My first eighteen years included endless visits to art museums around the world during summer breaks, weekends, and interrupted shopping trips. At college, I found myself refusing to take art history classes but still leaving my coat, bag, and pens outside of the Princeton University Art Museum’s glass doors. For me, there was something about museums that was comforting, but also challenging. Knowing that the museum always had something I had never seen before, I was drawn toward the excitement of encountering “the unknown.” This thrill was fueled by my awareness of some greater authority that feared my ability to damage works of art with a single forbidden flash of my digital camera.
I know now that many people feel confused, uncomfortable, or even intimidated in art museums— for a whole host of reasons, many having nothing to do with the art at all. This past summer, I spent a few weeks in southern France, working in a vineyard near Bordeaux. My trip culminated in a train ride to Paris, where I arrived near the beginning of July. In Paris, on the first Sunday of every summer month, museums open their doors free of charge to the public. Perfect timing.
The only things I like more than free things are things that are free for a limited time only. Thus, I charted an overly ambitious expedition that had my friends and me waking up early in the morning to begin an epic museum crawl: we hit the Louvre, the Pompidou, the Petit Palais . . . but then, exhausted, substituted afternoon crepes for the Rodin Museum.
My friends—a history major, a pre-med student, and a chemical engineer—gamely moved from salon to salon, occasionally asking questions and often saying things like “I don’t get it” or “Tell me the answer.” Still, I was struck by the tremendous variety of their responses to the works, and how, when I offered some piece of context or my own interpretive spin, they became so much more interested, asking me additional questions and beginning to formulate their own interpretations. Once they realized that there was no right answer, they had fun with the experience.
It’s that sense of possibility— not my academic track—that compels my continued visits. I can’t remember ever actually being unhappy after having visited a museum. (Actually, I take that back—try spending five hours in the Tate Modern during the heat of the summer while your mother implores your fried, eight-year-old brain to consider the fragmented composition of a Man Ray photogram.) But I don’t think that it was my early, borderline oppressive, exposure to the arts that has allowed me to walk into the Princeton University Art Museum and actually enjoy being there—it’s the realization that I don’t have to be there; I’m there for me and for my own enjoyment.
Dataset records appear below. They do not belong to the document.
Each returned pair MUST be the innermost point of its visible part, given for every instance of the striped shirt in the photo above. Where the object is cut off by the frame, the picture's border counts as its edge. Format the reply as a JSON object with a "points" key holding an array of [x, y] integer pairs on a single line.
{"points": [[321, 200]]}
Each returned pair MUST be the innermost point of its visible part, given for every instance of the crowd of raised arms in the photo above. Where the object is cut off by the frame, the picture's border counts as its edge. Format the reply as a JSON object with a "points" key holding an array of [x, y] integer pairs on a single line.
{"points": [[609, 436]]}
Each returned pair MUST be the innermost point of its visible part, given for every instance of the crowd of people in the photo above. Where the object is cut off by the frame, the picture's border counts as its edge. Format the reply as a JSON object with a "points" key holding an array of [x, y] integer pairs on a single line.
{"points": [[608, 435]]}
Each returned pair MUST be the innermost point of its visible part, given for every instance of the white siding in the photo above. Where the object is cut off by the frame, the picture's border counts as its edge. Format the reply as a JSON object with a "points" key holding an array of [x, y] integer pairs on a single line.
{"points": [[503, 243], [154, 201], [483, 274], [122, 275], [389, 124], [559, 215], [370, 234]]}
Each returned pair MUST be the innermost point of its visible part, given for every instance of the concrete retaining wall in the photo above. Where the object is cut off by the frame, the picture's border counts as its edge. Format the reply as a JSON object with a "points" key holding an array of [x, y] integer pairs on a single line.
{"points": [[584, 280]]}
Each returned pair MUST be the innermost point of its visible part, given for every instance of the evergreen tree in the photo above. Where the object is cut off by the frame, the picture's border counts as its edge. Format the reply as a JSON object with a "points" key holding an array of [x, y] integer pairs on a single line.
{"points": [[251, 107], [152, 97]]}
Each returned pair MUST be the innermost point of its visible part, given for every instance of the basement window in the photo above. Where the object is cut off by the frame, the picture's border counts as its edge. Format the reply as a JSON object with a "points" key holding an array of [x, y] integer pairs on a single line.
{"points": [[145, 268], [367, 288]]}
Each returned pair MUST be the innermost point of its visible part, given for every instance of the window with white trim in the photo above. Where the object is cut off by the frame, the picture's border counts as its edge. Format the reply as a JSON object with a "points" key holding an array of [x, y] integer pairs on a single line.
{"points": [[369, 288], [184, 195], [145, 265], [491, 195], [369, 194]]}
I’m not saying you have to know something about art to appreciate it. In fact, I believe the opposite: you can know nothing about art and still benefit from it. Like everything else in this world, museums require effort. You have to think; everything isn’t just handed to you. But the brilliant thing is that while it might seem as if those greater authorities I mentioned earlier are judging you based on how you evaluate art—they aren’t. They don’t exist. (Or if they do and they’re your mom, you don’t have to listen to them.) Go into Princeton’s Art Museum and don’t worry about the wall labels. Leave when you want to, and don’t worry about getting the right answer. Go for yourself, and when you’re there, do whatever it takes for you to have a good time. Just try not to hurt the paintings.